4 more food journalists.
Al Culliton
Al Culliton is a writer and historian whose work focuses on the American cocktail as a living part of food and culture, using obscure, historic drinks to show how bars, spirits and cities change. They write reported features that trace how forgotten recipes move from old bar guides back onto modern menus, reconstructing how cocktails originally tasted and explaining how new builds reshape them. Their beat is revived classics, regional specialties and low-proof aperitifs, covered one drink at a time with close attention to specs, technique, glassware and service. They write about cocktails as cultural artifacts tied to specific communities and geographies, using single recipes to explore place, identity, regional traditions and diaspora histories.

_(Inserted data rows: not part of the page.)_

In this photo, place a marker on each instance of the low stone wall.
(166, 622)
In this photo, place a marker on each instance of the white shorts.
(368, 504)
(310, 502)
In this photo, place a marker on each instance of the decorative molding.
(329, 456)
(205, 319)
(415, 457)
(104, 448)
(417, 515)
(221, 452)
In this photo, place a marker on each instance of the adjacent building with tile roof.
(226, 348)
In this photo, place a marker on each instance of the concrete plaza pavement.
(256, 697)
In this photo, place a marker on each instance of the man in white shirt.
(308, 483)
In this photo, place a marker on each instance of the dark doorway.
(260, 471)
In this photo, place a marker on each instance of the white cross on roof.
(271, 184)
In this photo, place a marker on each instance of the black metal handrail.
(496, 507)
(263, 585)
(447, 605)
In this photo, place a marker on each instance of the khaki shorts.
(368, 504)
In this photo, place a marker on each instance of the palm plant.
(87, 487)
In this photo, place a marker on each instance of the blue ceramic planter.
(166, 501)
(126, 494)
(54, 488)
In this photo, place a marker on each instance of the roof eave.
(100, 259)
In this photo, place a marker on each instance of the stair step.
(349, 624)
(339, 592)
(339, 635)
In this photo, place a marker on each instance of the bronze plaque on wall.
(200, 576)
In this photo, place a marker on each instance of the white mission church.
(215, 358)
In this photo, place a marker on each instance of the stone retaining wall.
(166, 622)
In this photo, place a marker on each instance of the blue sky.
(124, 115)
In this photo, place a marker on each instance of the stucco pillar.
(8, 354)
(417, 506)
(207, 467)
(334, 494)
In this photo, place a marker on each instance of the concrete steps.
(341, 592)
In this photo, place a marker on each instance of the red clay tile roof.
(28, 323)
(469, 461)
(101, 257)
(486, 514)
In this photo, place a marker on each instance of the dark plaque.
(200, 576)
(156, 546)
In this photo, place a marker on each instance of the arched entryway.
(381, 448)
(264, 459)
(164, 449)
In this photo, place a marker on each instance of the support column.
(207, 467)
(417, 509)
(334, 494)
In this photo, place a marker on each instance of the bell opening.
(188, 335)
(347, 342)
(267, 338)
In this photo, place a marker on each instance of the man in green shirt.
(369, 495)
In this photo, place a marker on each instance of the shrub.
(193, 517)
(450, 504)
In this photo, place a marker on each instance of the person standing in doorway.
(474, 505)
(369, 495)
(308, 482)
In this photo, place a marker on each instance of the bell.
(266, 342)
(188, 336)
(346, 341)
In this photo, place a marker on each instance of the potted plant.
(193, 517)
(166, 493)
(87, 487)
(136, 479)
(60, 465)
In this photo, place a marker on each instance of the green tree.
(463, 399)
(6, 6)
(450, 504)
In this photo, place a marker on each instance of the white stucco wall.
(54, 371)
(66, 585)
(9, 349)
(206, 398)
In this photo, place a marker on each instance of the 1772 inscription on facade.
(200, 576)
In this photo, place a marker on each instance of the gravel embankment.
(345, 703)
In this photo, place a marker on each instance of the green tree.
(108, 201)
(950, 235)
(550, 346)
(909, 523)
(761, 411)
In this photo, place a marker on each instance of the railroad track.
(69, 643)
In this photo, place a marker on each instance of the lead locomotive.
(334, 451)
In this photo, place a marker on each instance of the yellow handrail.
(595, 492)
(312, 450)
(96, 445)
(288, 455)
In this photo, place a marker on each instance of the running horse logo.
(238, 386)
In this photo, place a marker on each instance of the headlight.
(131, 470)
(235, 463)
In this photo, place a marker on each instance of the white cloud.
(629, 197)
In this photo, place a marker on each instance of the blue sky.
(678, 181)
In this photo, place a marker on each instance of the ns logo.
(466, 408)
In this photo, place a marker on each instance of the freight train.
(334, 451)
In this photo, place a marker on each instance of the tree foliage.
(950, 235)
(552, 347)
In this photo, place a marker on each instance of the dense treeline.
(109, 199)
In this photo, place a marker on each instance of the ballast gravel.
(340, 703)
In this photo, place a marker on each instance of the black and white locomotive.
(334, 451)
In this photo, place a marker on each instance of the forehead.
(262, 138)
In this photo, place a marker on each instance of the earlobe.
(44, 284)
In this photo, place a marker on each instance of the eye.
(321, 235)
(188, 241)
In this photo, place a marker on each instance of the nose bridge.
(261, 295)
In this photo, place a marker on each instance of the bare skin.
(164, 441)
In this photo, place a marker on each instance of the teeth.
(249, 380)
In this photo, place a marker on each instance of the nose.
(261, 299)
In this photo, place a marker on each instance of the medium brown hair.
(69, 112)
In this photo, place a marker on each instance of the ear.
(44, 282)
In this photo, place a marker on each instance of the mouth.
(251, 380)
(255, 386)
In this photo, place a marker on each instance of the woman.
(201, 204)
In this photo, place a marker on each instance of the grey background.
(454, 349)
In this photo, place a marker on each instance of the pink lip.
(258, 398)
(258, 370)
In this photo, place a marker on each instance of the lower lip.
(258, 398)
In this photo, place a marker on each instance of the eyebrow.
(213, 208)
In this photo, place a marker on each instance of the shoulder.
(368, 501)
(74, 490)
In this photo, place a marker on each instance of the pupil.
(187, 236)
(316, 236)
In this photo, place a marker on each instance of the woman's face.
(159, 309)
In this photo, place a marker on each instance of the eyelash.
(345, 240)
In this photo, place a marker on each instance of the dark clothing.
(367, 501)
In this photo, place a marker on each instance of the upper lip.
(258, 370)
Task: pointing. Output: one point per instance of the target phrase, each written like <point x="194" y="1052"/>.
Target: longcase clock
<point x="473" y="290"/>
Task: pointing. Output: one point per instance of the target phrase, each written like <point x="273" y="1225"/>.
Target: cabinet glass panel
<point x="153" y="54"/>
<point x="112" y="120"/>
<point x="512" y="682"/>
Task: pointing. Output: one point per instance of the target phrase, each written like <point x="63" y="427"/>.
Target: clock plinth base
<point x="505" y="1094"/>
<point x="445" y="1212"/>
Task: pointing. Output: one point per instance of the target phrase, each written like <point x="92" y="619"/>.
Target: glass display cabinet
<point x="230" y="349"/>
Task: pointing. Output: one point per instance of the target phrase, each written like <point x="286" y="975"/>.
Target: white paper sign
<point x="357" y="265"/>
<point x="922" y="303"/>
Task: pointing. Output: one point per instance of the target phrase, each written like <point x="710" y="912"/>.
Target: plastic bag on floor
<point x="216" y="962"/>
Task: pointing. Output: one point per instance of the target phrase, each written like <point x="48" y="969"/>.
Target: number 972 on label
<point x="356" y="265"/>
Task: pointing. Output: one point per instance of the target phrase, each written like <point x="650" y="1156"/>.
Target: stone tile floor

Across masthead work and recipe writing, they combine primary-source research with present-day reporting from working bars, in precise, accessible prose grounded in technical detail.
Alaina Chou
Alaina Chou stands out for rigorously testing food and kitchen products and turning those hands-on trials into clear shopping advice. She is a commerce writer at Bon Appétit and Epicurious, where she makes newsletters and shopping guides for home cooks. Her beat is food commerce, with coverage of air fryers, meal kits, protein powders, pepper grinders, electrolyte drinks, and cookbooks. She focuses on what is worth buying, how it performs, how it tastes, and how it fits daily routines and wellness. She also writes sale-driven lists and roundup pieces, and she has worked on Bon Appétit’s Feel Good Food Plan. Her reporting is practical, direct, and grounded in product testing.
Amadea Tanner
Amadea Tanner is a food journalist for Daily Meal whose distinct focus is food history, culinary nostalgia, and the way everyday dishes reveal broader cultural stories. She covers canned baked beans, boomer-era casseroles, cowboy trail food, and sailors’ rations to show how preservation, technology, labor, and survival shaped familiar staples. Her beat includes retro recipes, mid‑20th‑century home cooking, old-school ice cream flavors, and vintage cookbooks, treating them as records of household budgets and aspirations. She also reports on kitchen culture and domestic design, from breakfast alcoves and pie safes to milk doors and wall phones. Tanner investigates global dish origins and contested national claims in pieces on haggis and pavlova. Beyond Daily Meal, she has worked across food, travel, and sustainability, contributing to outlets including Atlas Obscura, Beau Monde Media, Yahoo, and Tasting Table.
Amanda Garrity
Amanda Garrity stands out for turning food, holidays, and family traditions into practical service stories that help readers plan specific celebrations. She is a lifestyle editor at TODAY.com and has more than seven years of experience as a lifestyle writer and editor, including five years on staff at Good Housekeeping, where she covered home, holidays, food, entertainment, and other lifestyle news. Her work also appears in consumer titles including Prevention, Men’s Health, Cosmopolitan, Redbook, and Best Products. Her beat centers on event-based menus, holiday explainers, and classic TV and film guides, with clear, list-driven reporting that gives readers specific dates, recipes, viewing options, and simple background for family planning.